British techno always owed a debt to the classic American pioneers – hell, what country with a techno heritage doesn’t? But in Britain producers have always seemed drawn to rework it to take their own situations into account. Just as home-grown British acid House seemed somehow more unhinged, more open to weird and exciting influences (acid bhangra anyone?) British techno has always had an affinity with the more melancholy side of Detroit techno, and the idea of machines creating symphonies, mixing them with up with the attitudes and the keenness of vision that has always been a hallmark of the music of these islands.

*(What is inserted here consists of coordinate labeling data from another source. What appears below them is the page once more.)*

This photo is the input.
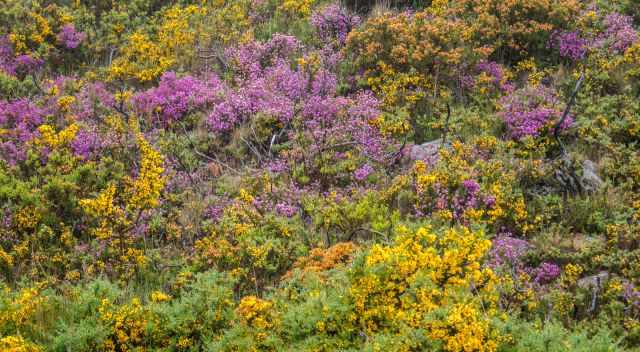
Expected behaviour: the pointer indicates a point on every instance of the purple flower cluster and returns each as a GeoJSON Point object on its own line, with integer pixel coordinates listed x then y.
{"type": "Point", "coordinates": [570, 45]}
{"type": "Point", "coordinates": [69, 37]}
{"type": "Point", "coordinates": [92, 99]}
{"type": "Point", "coordinates": [497, 74]}
{"type": "Point", "coordinates": [286, 209]}
{"type": "Point", "coordinates": [19, 121]}
{"type": "Point", "coordinates": [507, 251]}
{"type": "Point", "coordinates": [619, 33]}
{"type": "Point", "coordinates": [333, 22]}
{"type": "Point", "coordinates": [86, 144]}
{"type": "Point", "coordinates": [274, 92]}
{"type": "Point", "coordinates": [252, 58]}
{"type": "Point", "coordinates": [528, 111]}
{"type": "Point", "coordinates": [16, 65]}
{"type": "Point", "coordinates": [362, 172]}
{"type": "Point", "coordinates": [546, 273]}
{"type": "Point", "coordinates": [175, 97]}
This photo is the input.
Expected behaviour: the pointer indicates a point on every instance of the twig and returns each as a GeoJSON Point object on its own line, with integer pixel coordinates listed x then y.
{"type": "Point", "coordinates": [446, 125]}
{"type": "Point", "coordinates": [572, 99]}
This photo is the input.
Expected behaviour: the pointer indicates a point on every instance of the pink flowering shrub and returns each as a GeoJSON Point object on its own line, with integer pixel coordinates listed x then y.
{"type": "Point", "coordinates": [69, 37]}
{"type": "Point", "coordinates": [333, 22]}
{"type": "Point", "coordinates": [175, 97]}
{"type": "Point", "coordinates": [531, 111]}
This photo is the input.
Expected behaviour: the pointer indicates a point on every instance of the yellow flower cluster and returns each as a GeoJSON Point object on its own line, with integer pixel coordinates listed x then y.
{"type": "Point", "coordinates": [159, 296]}
{"type": "Point", "coordinates": [145, 191]}
{"type": "Point", "coordinates": [20, 311]}
{"type": "Point", "coordinates": [297, 8]}
{"type": "Point", "coordinates": [425, 272]}
{"type": "Point", "coordinates": [127, 325]}
{"type": "Point", "coordinates": [141, 59]}
{"type": "Point", "coordinates": [14, 343]}
{"type": "Point", "coordinates": [146, 56]}
{"type": "Point", "coordinates": [255, 312]}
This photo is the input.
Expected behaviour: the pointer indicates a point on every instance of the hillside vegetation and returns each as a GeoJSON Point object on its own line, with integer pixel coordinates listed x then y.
{"type": "Point", "coordinates": [304, 175]}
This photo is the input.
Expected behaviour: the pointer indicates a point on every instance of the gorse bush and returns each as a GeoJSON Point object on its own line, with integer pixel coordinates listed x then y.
{"type": "Point", "coordinates": [310, 175]}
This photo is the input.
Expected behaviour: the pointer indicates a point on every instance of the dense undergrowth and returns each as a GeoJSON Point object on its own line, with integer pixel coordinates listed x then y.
{"type": "Point", "coordinates": [301, 175]}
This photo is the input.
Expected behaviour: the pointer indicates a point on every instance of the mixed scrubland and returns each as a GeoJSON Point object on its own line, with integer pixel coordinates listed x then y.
{"type": "Point", "coordinates": [307, 175]}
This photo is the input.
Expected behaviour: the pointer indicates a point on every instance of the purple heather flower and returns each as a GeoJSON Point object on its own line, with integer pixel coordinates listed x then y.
{"type": "Point", "coordinates": [570, 45]}
{"type": "Point", "coordinates": [496, 72]}
{"type": "Point", "coordinates": [286, 209]}
{"type": "Point", "coordinates": [363, 172]}
{"type": "Point", "coordinates": [20, 120]}
{"type": "Point", "coordinates": [174, 97]}
{"type": "Point", "coordinates": [526, 112]}
{"type": "Point", "coordinates": [69, 37]}
{"type": "Point", "coordinates": [86, 143]}
{"type": "Point", "coordinates": [619, 33]}
{"type": "Point", "coordinates": [333, 22]}
{"type": "Point", "coordinates": [506, 250]}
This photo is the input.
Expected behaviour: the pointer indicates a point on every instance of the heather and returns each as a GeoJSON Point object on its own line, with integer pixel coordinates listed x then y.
{"type": "Point", "coordinates": [311, 175]}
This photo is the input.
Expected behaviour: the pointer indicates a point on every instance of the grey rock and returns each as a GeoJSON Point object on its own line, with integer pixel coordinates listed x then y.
{"type": "Point", "coordinates": [426, 151]}
{"type": "Point", "coordinates": [590, 180]}
{"type": "Point", "coordinates": [594, 281]}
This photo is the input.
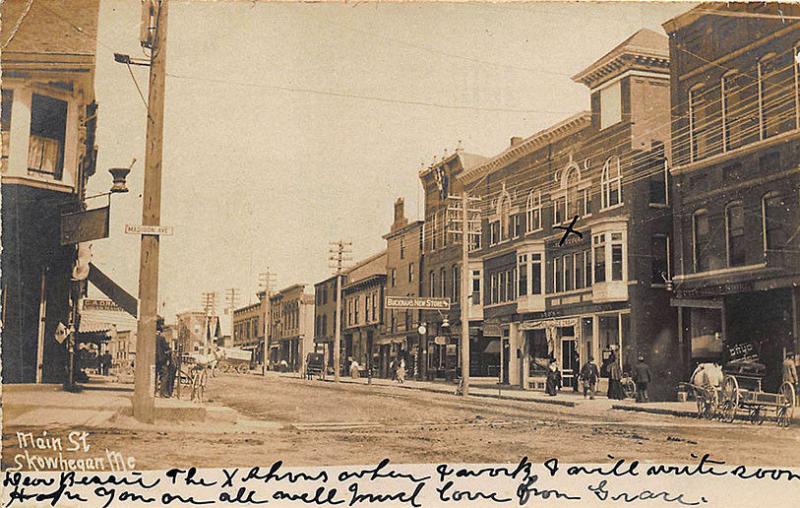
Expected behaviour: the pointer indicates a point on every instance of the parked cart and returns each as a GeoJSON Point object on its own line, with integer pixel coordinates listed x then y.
{"type": "Point", "coordinates": [741, 391]}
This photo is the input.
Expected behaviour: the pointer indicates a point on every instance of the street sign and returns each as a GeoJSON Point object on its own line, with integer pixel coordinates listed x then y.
{"type": "Point", "coordinates": [83, 226]}
{"type": "Point", "coordinates": [131, 229]}
{"type": "Point", "coordinates": [414, 302]}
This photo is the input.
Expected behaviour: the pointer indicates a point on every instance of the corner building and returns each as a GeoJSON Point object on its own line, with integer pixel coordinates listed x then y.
{"type": "Point", "coordinates": [735, 149]}
{"type": "Point", "coordinates": [602, 290]}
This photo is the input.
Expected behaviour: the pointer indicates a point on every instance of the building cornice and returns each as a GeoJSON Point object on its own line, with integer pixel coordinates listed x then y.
{"type": "Point", "coordinates": [529, 145]}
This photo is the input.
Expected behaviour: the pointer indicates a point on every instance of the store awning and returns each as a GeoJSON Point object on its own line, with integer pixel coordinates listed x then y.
{"type": "Point", "coordinates": [493, 347]}
{"type": "Point", "coordinates": [113, 290]}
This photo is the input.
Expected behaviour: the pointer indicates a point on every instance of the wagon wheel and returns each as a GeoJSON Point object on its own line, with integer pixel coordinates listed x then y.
{"type": "Point", "coordinates": [786, 402]}
{"type": "Point", "coordinates": [757, 415]}
{"type": "Point", "coordinates": [729, 395]}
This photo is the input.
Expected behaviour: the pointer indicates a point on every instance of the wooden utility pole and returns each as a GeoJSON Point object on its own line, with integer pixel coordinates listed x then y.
{"type": "Point", "coordinates": [339, 250]}
{"type": "Point", "coordinates": [145, 375]}
{"type": "Point", "coordinates": [265, 281]}
{"type": "Point", "coordinates": [465, 230]}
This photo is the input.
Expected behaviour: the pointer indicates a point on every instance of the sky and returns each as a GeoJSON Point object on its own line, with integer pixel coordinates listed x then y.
{"type": "Point", "coordinates": [292, 125]}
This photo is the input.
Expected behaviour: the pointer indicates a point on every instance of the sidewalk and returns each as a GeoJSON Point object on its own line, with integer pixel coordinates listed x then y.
{"type": "Point", "coordinates": [566, 398]}
{"type": "Point", "coordinates": [103, 403]}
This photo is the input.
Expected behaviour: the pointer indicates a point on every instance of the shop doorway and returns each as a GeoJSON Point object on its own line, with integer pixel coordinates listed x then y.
{"type": "Point", "coordinates": [569, 361]}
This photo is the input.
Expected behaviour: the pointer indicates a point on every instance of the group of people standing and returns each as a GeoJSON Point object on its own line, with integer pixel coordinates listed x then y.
{"type": "Point", "coordinates": [589, 375]}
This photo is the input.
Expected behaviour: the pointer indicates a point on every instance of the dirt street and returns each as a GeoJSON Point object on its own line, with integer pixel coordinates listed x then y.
{"type": "Point", "coordinates": [323, 423]}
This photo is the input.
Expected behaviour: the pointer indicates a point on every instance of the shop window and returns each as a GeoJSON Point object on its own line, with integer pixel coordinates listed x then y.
{"type": "Point", "coordinates": [701, 241]}
{"type": "Point", "coordinates": [5, 126]}
{"type": "Point", "coordinates": [610, 105]}
{"type": "Point", "coordinates": [658, 182]}
{"type": "Point", "coordinates": [616, 256]}
{"type": "Point", "coordinates": [558, 274]}
{"type": "Point", "coordinates": [569, 273]}
{"type": "Point", "coordinates": [534, 211]}
{"type": "Point", "coordinates": [536, 274]}
{"type": "Point", "coordinates": [776, 104]}
{"type": "Point", "coordinates": [456, 284]}
{"type": "Point", "coordinates": [780, 213]}
{"type": "Point", "coordinates": [522, 270]}
{"type": "Point", "coordinates": [48, 130]}
{"type": "Point", "coordinates": [611, 183]}
{"type": "Point", "coordinates": [476, 287]}
{"type": "Point", "coordinates": [600, 257]}
{"type": "Point", "coordinates": [516, 226]}
{"type": "Point", "coordinates": [494, 232]}
{"type": "Point", "coordinates": [734, 225]}
{"type": "Point", "coordinates": [579, 261]}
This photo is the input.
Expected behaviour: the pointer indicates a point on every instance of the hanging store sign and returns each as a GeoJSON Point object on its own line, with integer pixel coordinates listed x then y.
{"type": "Point", "coordinates": [413, 302]}
{"type": "Point", "coordinates": [84, 226]}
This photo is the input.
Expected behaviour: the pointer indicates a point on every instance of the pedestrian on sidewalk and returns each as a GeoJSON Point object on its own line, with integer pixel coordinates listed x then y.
{"type": "Point", "coordinates": [576, 373]}
{"type": "Point", "coordinates": [401, 372]}
{"type": "Point", "coordinates": [553, 383]}
{"type": "Point", "coordinates": [589, 375]}
{"type": "Point", "coordinates": [790, 371]}
{"type": "Point", "coordinates": [642, 376]}
{"type": "Point", "coordinates": [615, 391]}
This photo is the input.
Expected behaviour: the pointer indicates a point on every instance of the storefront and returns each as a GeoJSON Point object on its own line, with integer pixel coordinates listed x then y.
{"type": "Point", "coordinates": [570, 341]}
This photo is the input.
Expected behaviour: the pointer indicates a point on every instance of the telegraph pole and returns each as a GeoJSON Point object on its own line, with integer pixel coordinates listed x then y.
{"type": "Point", "coordinates": [338, 256]}
{"type": "Point", "coordinates": [144, 388]}
{"type": "Point", "coordinates": [265, 280]}
{"type": "Point", "coordinates": [466, 232]}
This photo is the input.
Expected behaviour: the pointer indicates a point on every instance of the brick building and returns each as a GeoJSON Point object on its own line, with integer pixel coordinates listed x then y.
{"type": "Point", "coordinates": [736, 183]}
{"type": "Point", "coordinates": [291, 327]}
{"type": "Point", "coordinates": [399, 338]}
{"type": "Point", "coordinates": [48, 154]}
{"type": "Point", "coordinates": [602, 291]}
{"type": "Point", "coordinates": [362, 311]}
{"type": "Point", "coordinates": [325, 316]}
{"type": "Point", "coordinates": [248, 327]}
{"type": "Point", "coordinates": [441, 254]}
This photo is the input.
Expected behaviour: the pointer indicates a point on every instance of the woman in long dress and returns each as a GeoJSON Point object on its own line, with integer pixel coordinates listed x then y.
{"type": "Point", "coordinates": [553, 383]}
{"type": "Point", "coordinates": [615, 390]}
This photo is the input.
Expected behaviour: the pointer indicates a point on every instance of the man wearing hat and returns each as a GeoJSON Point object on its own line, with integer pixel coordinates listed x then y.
{"type": "Point", "coordinates": [642, 375]}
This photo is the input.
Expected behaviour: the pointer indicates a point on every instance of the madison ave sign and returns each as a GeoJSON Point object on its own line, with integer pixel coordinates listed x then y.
{"type": "Point", "coordinates": [413, 302]}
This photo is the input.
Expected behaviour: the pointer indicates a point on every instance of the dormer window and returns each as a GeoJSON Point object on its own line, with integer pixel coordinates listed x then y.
{"type": "Point", "coordinates": [610, 105]}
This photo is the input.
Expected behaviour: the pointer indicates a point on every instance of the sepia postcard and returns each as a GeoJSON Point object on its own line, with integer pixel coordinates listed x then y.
{"type": "Point", "coordinates": [401, 254]}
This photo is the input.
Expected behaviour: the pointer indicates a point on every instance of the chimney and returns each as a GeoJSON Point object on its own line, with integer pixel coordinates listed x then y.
{"type": "Point", "coordinates": [399, 215]}
{"type": "Point", "coordinates": [399, 212]}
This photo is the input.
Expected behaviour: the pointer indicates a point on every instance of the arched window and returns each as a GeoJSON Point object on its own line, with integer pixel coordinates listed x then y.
{"type": "Point", "coordinates": [701, 236]}
{"type": "Point", "coordinates": [734, 232]}
{"type": "Point", "coordinates": [504, 213]}
{"type": "Point", "coordinates": [534, 211]}
{"type": "Point", "coordinates": [611, 183]}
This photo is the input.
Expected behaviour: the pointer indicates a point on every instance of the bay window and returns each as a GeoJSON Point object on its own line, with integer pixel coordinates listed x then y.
{"type": "Point", "coordinates": [611, 183]}
{"type": "Point", "coordinates": [48, 130]}
{"type": "Point", "coordinates": [534, 211]}
{"type": "Point", "coordinates": [600, 258]}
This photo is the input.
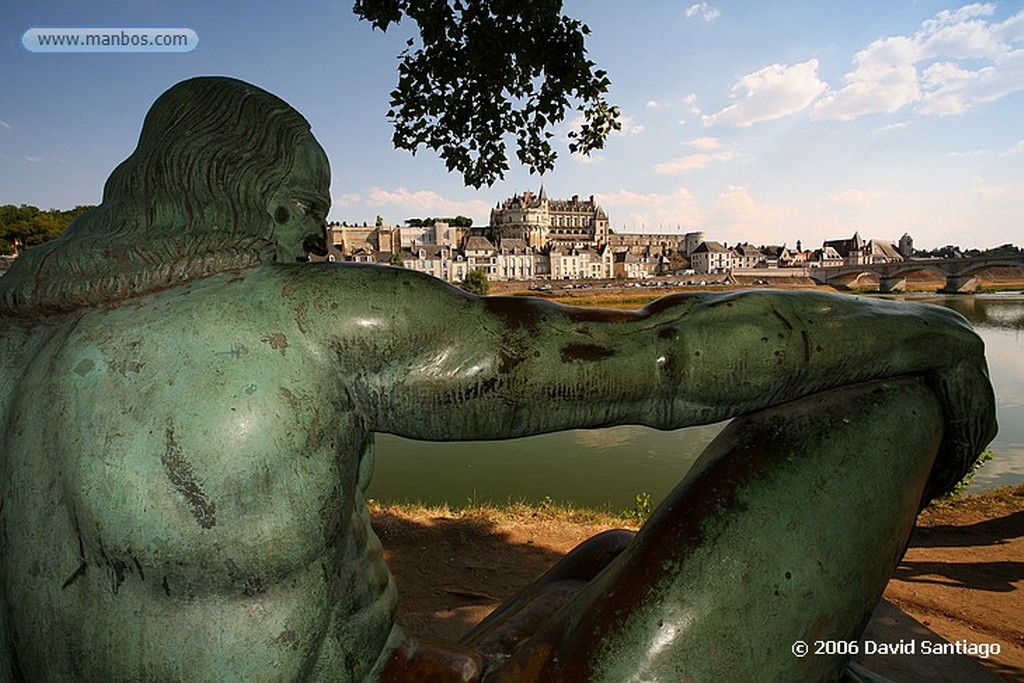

Sheffield based producer John Shima’s new EP, Prototype, for BOE Recordings is a record that carries that debt proudly, and continues in the fine tradition of beautiful music being created in the tired light of former industrialized cities. And beautiful it is. Combining an ear for haunting melody that recalls early nineties techno at its best, with an understanding of the way in which a little bit of grunt can transform and give life to those magical sounds, Prototype is rich with the sort of deep soulfulness that seems to be often missing nowadays.
It’s not just those US vibes that make the record, of course, and it’s those extra touches that keep it well out of the current round of ‘heritage’ electronica we seem to be in the middle of. Each of the three beat tracks on offer are brought to life with a smartness and verve that’s just as in keeping with certain strands of more local techno that have their roots in IDM, sleek dark side house and even the littlest touch of wonky experimentalism than with US producers of a certain vintage.
Prototype itself even pushes off with a vibe that is evocative of artists such as John Convex in his straighter and funkier moments. It’s the same refraction of bump and fizz, except with a tightness of groove, played out in the sweep of the pads and the buckling flair of the lead. It has the feel of a proper big room number, but with a sweetness and airiness that keeps it shy of such pretensions. Transducer on the flip is cut from a similar cloth, but builds the melodies out of many parts, melding the tune into a gloriously high-tech funk number. It’s a night-time drive, always moving, nodding it’s head to Model 500’s playfulness and grit and bringing the whole together with the slightest trace of acid bubbling away under the surface.
True Distance, a vinyl only exclusive, is a slowly unfurling ambient piece. Portentous, but scattered in its energy at first until the occasional spike of percussion and drum pull it all together. It never entirely sheds its slight haziness, but remains, for all that, a pretty and downbeat finale that’s as much about emotion as it is sound.
The highlight, though, is Ancient Skies. Jacking and cheeky, it’s all about the loopy roll of its groove and some wild electronics that sounds as if they’re about ready to split for a party humans aren’t invited to. It’s the most fun number on a release thick with ideas and majestic frequencies. It cuts out some of the machine blues that made Prototype and Transducer so gorgeous, but replaces them with a simple in-your-face sassiness that just feels pitch perfect.